Так пусть же с гравюр за ним наблюдают Гендель и Бах — его строгие и взыскательные критики, — пусть на стене висит копия знаменитой картины Давида, изображающей клятву Горациев. Фригийский колпак он тоже взял с собой, равно как и своих «старейших учителей и друзей из Эллады» — Гомера, Платона и Плутарха. Он располагал также целой кипой нотной бумаги и целой кучей перьев, лично нарезанных для него Цмескалем, с его вечной улыбкой на круглом лице...

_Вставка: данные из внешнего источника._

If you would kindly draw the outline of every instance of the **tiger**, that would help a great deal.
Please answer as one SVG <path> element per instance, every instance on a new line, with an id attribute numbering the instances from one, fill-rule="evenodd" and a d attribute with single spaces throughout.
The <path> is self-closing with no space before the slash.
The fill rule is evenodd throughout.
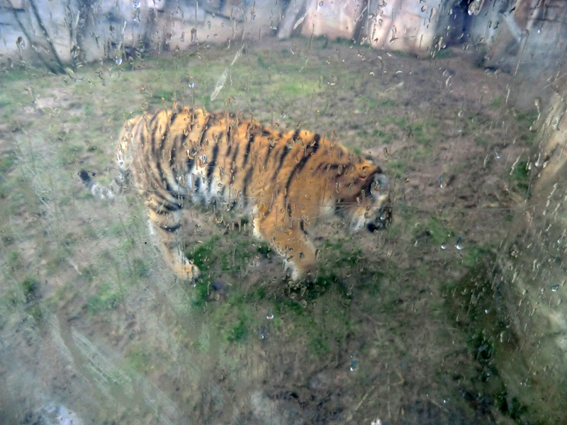
<path id="1" fill-rule="evenodd" d="M 280 130 L 228 111 L 166 108 L 127 120 L 116 161 L 123 182 L 131 173 L 150 228 L 167 263 L 184 279 L 201 271 L 184 252 L 184 210 L 222 205 L 249 217 L 254 236 L 283 259 L 292 279 L 312 276 L 315 249 L 310 230 L 329 212 L 350 228 L 370 232 L 391 221 L 388 178 L 369 158 L 299 128 Z M 91 181 L 101 198 L 113 192 Z"/>

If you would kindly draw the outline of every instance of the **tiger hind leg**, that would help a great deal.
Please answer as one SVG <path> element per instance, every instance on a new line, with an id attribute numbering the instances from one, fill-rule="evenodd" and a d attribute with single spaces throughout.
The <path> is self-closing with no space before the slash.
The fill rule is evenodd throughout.
<path id="1" fill-rule="evenodd" d="M 184 252 L 181 234 L 181 211 L 164 213 L 151 203 L 147 203 L 150 230 L 159 239 L 166 263 L 181 278 L 195 281 L 201 275 L 201 271 Z"/>

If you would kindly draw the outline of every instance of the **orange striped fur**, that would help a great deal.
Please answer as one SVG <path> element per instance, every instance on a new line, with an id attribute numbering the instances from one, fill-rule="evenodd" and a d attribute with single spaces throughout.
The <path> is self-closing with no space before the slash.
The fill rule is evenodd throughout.
<path id="1" fill-rule="evenodd" d="M 296 279 L 315 266 L 312 219 L 336 212 L 353 229 L 371 231 L 390 220 L 380 167 L 319 135 L 226 112 L 186 108 L 130 119 L 118 161 L 145 197 L 166 261 L 186 278 L 199 271 L 185 257 L 178 230 L 182 210 L 196 201 L 249 214 L 254 235 Z"/>

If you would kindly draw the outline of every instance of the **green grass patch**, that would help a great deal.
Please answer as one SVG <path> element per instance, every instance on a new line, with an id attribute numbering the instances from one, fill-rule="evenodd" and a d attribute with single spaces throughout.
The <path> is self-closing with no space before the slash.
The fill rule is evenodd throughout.
<path id="1" fill-rule="evenodd" d="M 116 308 L 122 302 L 122 294 L 110 283 L 101 286 L 99 293 L 89 297 L 86 309 L 89 313 L 97 314 Z"/>

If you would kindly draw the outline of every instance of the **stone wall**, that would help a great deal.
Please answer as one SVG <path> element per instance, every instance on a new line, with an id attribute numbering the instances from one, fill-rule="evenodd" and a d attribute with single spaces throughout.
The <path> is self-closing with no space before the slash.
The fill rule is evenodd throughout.
<path id="1" fill-rule="evenodd" d="M 0 0 L 0 63 L 60 71 L 134 50 L 301 35 L 420 55 L 461 45 L 538 76 L 565 62 L 566 17 L 562 0 Z"/>

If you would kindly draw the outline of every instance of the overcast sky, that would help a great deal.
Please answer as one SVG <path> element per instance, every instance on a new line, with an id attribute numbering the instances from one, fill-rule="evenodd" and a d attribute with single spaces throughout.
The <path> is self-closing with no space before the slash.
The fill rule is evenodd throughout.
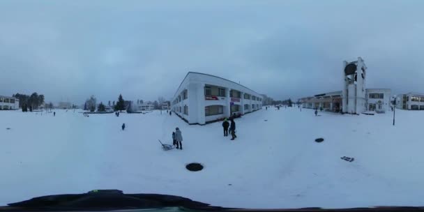
<path id="1" fill-rule="evenodd" d="M 424 1 L 1 1 L 0 95 L 171 98 L 188 71 L 275 99 L 367 88 L 424 93 Z"/>

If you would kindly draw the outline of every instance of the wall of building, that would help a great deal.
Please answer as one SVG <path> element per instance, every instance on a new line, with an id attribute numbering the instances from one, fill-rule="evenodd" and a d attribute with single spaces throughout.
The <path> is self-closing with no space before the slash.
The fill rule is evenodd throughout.
<path id="1" fill-rule="evenodd" d="M 12 96 L 0 96 L 0 109 L 19 109 L 19 99 Z"/>
<path id="2" fill-rule="evenodd" d="M 205 96 L 205 86 L 211 86 L 212 93 L 218 92 L 218 95 Z M 220 91 L 218 88 L 221 89 L 221 93 L 218 92 Z M 232 91 L 239 91 L 240 98 L 235 96 L 230 97 Z M 232 93 L 236 94 L 236 93 Z M 245 93 L 250 95 L 250 99 L 245 99 Z M 257 97 L 257 99 L 252 100 L 252 96 Z M 246 104 L 250 105 L 248 109 L 244 109 L 243 105 Z M 244 114 L 253 111 L 251 109 L 252 104 L 256 105 L 255 110 L 261 109 L 262 96 L 245 86 L 228 80 L 190 72 L 187 74 L 175 93 L 171 102 L 171 109 L 189 123 L 205 124 L 206 122 L 230 116 L 231 105 L 240 105 L 239 111 L 235 113 Z M 205 107 L 212 105 L 222 106 L 222 114 L 206 116 Z M 188 114 L 184 114 L 185 106 L 188 108 Z"/>

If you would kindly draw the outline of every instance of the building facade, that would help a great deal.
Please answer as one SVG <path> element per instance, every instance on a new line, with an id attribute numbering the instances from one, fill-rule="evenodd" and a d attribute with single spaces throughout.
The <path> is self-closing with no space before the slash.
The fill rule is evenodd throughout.
<path id="1" fill-rule="evenodd" d="M 18 109 L 19 99 L 15 97 L 0 96 L 0 109 Z"/>
<path id="2" fill-rule="evenodd" d="M 400 103 L 396 108 L 411 110 L 424 109 L 424 93 L 408 93 L 397 96 Z"/>
<path id="3" fill-rule="evenodd" d="M 391 110 L 390 98 L 391 90 L 387 89 L 365 89 L 365 110 L 384 113 Z M 342 91 L 317 94 L 310 97 L 302 98 L 298 101 L 303 108 L 321 109 L 334 112 L 341 112 L 343 107 L 343 92 Z"/>
<path id="4" fill-rule="evenodd" d="M 302 98 L 298 102 L 304 108 L 322 108 L 327 111 L 350 114 L 370 110 L 384 113 L 391 110 L 391 89 L 365 89 L 366 70 L 367 66 L 361 57 L 353 62 L 343 61 L 342 91 Z"/>
<path id="5" fill-rule="evenodd" d="M 261 96 L 262 96 L 262 105 L 271 105 L 273 104 L 274 100 L 272 98 L 268 97 L 265 94 L 261 94 Z"/>
<path id="6" fill-rule="evenodd" d="M 189 72 L 180 84 L 171 109 L 190 124 L 205 124 L 262 108 L 258 93 L 219 77 Z"/>
<path id="7" fill-rule="evenodd" d="M 391 90 L 387 89 L 366 89 L 367 110 L 384 113 L 391 110 Z"/>

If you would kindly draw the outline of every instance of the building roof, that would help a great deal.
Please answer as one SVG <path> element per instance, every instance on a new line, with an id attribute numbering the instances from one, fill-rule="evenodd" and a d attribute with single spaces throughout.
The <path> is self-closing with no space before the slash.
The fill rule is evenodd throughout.
<path id="1" fill-rule="evenodd" d="M 249 90 L 249 91 L 252 91 L 252 92 L 253 92 L 253 93 L 258 93 L 258 94 L 259 94 L 259 93 L 257 93 L 257 92 L 256 92 L 256 91 L 253 91 L 253 90 L 252 90 L 252 89 L 249 89 L 249 88 L 248 88 L 248 87 L 246 87 L 246 86 L 243 86 L 243 85 L 242 85 L 242 84 L 238 84 L 238 83 L 237 83 L 237 82 L 235 82 L 231 81 L 231 80 L 227 80 L 227 79 L 225 79 L 225 78 L 222 78 L 222 77 L 218 77 L 218 76 L 215 76 L 215 75 L 209 75 L 209 74 L 205 74 L 205 73 L 198 73 L 198 72 L 192 72 L 192 71 L 189 71 L 189 72 L 187 73 L 187 75 L 186 75 L 186 77 L 184 77 L 184 79 L 183 80 L 183 81 L 181 81 L 181 83 L 180 83 L 180 85 L 178 86 L 178 89 L 176 89 L 176 91 L 175 91 L 175 93 L 174 94 L 174 96 L 175 96 L 176 95 L 176 93 L 178 93 L 178 91 L 179 91 L 179 90 L 180 89 L 180 88 L 181 87 L 181 85 L 183 84 L 183 82 L 186 80 L 186 79 L 187 78 L 187 77 L 188 77 L 188 75 L 191 75 L 191 74 L 202 75 L 205 75 L 205 76 L 209 76 L 209 77 L 215 77 L 215 78 L 218 78 L 218 79 L 224 80 L 226 80 L 226 81 L 228 81 L 228 82 L 232 82 L 232 83 L 236 84 L 238 84 L 238 85 L 239 85 L 239 86 L 242 86 L 242 87 L 244 87 L 245 89 L 248 89 L 248 90 Z M 259 94 L 259 95 L 260 95 L 260 94 Z"/>

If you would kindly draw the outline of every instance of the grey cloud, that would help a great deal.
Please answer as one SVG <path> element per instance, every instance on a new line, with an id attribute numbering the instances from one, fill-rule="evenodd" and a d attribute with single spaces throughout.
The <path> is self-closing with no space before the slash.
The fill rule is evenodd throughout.
<path id="1" fill-rule="evenodd" d="M 3 1 L 0 93 L 82 103 L 172 97 L 188 71 L 282 99 L 368 87 L 424 92 L 421 1 Z"/>

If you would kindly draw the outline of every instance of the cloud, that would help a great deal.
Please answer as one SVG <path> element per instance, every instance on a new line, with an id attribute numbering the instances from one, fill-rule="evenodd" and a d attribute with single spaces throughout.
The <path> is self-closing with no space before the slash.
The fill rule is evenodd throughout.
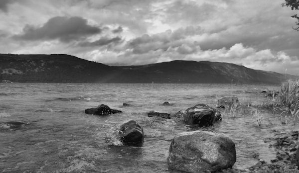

— Пожалуйста, обрати внимание, Людвиг! Это перья трёх гусей, героически отдавших свою жизнь ради этой великой цели. Третьим из них ты можешь написать свою Третью симфонию под гордым названием «Героическая», и, если пожелаешь, я могу даже изготовить для тебя красные чернила из гусиной крови. И если это всё не поможет, значит, ты и впрямь утратил вдохновение и ни к чему более в музыке не пригоден.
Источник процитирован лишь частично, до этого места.